Dobbs put an organizing committee together that included James R. Hoffa, a young trade union militant from Detroit Teamsters Local 299. Hoffa had led a successful work-stoppage involving trucks loaded with highly perishable strawberries. From that moment on, other unionists paid respect to Hoffa as the leader of the "Strawberry Boys." Hoffa, like Dobbs, knew what it meant to be poor. His father was coal miner who died when Hoffa was seven years old. He quit school at the age of fourteen and went to work as a stock boy for $12 per hour. By the time Dobbs had initiated his organizing drive, Hoffa had a reputation for physical courage. In fights with scabs or the cops, he never retreated. In "The Trials of Jimmy Hoffa, he said, "My scalp was laid open sufficiently wide to require stitches no less than six times during the first year I was a business agent of Local 299."
The big difference between Hoffa and Dobbs was political. Hoffa's vision of the labor movement was as a means to advance the interests of working people, and his own career. Over the years the latter goal became much more important than the first. Dobbs, on the other hand, thought that the only way working people could end exploitation was through socialist revolution. The union movement was simply a means toward this end.
When Dobbs met with Teamsters president Dan Tobin in 1939, he received an invitation to become a careerist. Dobbs listened politely, but spurned Tobin's offer. He explains why in "Teamsters Power":
"As the discussion [with Tobin] in its entirety revealed, the IBT head did not contemplate indefinite retention on his staff of an organizer who was a revolutionary-socialist.

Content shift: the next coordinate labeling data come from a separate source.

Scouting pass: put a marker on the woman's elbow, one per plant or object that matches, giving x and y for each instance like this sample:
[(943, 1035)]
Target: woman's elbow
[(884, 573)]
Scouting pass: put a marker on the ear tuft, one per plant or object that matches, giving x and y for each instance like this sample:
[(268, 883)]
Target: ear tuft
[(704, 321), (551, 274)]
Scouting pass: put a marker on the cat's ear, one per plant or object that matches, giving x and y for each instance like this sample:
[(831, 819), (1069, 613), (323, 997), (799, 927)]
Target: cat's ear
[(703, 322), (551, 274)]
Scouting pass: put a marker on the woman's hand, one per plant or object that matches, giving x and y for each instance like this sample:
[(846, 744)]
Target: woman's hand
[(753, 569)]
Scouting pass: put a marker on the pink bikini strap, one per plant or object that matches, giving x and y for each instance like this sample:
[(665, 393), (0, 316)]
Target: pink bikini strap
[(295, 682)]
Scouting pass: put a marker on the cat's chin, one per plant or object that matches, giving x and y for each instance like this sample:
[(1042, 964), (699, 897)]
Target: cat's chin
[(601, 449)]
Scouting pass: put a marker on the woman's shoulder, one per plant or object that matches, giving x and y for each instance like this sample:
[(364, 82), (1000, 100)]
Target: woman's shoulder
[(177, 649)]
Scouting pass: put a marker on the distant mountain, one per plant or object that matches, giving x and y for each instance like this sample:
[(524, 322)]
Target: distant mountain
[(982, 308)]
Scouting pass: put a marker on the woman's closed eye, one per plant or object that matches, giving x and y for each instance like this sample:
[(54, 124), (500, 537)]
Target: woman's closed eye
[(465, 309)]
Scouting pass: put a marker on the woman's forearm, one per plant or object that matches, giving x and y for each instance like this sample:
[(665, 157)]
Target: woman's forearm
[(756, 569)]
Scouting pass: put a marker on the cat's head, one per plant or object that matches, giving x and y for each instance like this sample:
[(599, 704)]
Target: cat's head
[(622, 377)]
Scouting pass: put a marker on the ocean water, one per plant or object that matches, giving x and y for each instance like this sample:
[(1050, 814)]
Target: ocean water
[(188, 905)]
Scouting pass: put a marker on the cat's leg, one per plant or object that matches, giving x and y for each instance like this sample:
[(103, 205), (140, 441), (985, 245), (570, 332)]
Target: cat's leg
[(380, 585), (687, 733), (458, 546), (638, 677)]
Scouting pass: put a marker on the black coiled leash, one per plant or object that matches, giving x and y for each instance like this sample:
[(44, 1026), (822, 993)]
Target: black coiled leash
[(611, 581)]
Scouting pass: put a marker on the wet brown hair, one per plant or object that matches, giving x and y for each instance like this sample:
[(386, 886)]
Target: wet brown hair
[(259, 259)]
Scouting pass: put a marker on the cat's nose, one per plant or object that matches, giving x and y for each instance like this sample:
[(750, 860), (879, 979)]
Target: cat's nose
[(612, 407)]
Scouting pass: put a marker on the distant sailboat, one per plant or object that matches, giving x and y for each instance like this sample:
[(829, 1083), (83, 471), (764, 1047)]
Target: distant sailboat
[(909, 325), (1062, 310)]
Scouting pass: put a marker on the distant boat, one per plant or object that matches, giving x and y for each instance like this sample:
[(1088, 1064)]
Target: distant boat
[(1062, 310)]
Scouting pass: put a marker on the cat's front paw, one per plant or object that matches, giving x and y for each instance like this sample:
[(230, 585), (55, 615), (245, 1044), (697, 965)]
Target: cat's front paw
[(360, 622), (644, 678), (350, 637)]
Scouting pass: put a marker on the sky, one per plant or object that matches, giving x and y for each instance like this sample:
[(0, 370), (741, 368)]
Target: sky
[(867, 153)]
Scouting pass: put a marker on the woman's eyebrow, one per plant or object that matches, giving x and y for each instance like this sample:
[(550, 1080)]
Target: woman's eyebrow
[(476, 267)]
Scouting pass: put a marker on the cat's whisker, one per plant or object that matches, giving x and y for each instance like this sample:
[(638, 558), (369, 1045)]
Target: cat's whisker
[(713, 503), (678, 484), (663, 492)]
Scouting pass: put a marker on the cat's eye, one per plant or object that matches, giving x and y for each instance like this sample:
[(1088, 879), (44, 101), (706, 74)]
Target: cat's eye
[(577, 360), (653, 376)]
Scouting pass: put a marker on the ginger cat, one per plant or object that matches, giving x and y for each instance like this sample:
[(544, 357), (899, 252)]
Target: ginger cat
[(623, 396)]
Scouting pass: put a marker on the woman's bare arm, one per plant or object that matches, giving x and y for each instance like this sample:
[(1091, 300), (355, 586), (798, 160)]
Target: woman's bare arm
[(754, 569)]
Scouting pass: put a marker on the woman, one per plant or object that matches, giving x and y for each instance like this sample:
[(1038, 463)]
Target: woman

He obviously relied on the corrupting effects that he assumed high wages and soft living would have upon me. With the passage of time, he expected that I would become just another business unionist. For a period he would have tolerated my continued radicalism, because my special knowledge about the union's newly developed activities in the long distance trucking industry; but only as a part of a transitional process. In the end, either I would have allowed my principles to become compromised, or moves would have been undertaken to oust me from the staff. With the country about to enter World War II, there could be no question that these were the alternatives."